Members were told the council needed to track and have visibility of complaints and responses for monitoring and training purposes.
The statistics referred to here related to the old system, which had less robust tracking mechanisms in place. The new system provided much better tracking and reporting to prevent situations like this arising in future.
A Member asked “Future Reporting - Paragraph 4.40 - New functionality also gives people the option of submitting equalities data. Can you explain more about how this function works, how staff identify the equalities data and what training has been provided in order to do this?”
Members were told the equalities questions were optional questions that they asked people submitting a complaint to complete, to provide them with better understanding of the communities who had reason to raise a complaint. The data was anonymised and not linked to specific complaint cases, but it was grouped on a service basis. The complaints team were at the time, the only ones who were able to analyse this data, and they had had training through the Equalities Champions.
A Member asked “(Annual report Paragraph 4.12) - The number of cases where the outcome of complaints is not logged is worrying, and particularly problematic in housing.
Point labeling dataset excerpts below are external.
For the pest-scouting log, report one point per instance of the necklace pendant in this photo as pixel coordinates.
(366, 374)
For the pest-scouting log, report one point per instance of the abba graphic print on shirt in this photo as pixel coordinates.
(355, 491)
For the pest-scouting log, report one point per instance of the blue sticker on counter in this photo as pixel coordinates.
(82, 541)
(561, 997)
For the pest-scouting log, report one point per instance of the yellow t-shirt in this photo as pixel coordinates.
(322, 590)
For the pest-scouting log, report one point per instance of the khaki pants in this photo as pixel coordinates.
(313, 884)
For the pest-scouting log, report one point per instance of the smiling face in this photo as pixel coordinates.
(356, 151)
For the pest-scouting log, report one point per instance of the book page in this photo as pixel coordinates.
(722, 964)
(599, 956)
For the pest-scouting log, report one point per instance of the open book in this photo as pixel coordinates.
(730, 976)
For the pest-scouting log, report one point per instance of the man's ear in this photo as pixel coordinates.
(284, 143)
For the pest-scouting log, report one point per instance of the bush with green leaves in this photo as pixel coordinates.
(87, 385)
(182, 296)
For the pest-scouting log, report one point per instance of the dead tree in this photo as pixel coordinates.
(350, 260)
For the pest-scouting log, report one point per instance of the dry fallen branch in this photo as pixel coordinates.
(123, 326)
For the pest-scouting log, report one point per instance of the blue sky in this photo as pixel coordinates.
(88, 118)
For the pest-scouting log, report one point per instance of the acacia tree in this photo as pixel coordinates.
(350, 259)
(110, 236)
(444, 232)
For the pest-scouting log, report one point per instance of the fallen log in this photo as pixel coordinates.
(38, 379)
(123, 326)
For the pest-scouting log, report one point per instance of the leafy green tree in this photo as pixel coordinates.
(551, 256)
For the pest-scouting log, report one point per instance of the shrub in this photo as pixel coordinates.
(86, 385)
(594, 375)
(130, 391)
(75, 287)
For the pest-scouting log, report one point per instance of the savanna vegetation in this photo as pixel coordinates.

I see that the council has introduced a new system which makes outcome logging compulsory. What about the complaints with no outcome - outlined in both reports - both stage 1 and 2, what process is being applied to ensure these customers are - or have been - properly responded to?”
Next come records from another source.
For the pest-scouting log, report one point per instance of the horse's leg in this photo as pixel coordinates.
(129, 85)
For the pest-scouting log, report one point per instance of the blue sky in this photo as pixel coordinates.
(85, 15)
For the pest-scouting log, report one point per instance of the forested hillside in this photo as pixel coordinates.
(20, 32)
Members were told the data provided a snapshot of performance at any one time, and did include complaints which were in the process of being responded to.
It was crucial that residents had confidence in the response to complaints. The updated system provided greater visibility of performance (speed of response, and whether or not complaints had been responded to). It included compulsory fields that must be completed before a complaint is closed down, including whether a complaint was upheld or not, and if it was upheld what the reason was.
The data now being produced was being used by services, including housing, to improve performance. Live complaints were now being reviewed proactively and checks were being put in place to ensure that all managers had the necessary training. A complaints policy and procedure had been drafted to guide this work.
A Member asked “(Half year report Paragraph 4.11) - Having read both reports in detail, you can understand why I have lost all confidence in how Adur Homes in particular deal with complaints. What is being done to ensure that complaints coming into the system at various points are actually being diligently captured and logged onto the new system now? What’s being done differently?”
Members were told as detailed in the previous response, the data from the new system which had informed the half yearly report had triggered an urgent review of how complaints were handled within the service.
This work included reviewing the data, updating training and implementing a policy and procedure specific to the service.
Members also asked about incentive schemes to encourage officers to go above and beyond to satisfy complaints and were told that such schemes had been trialled before but were difficult to get right.
Members noted the contents of the report.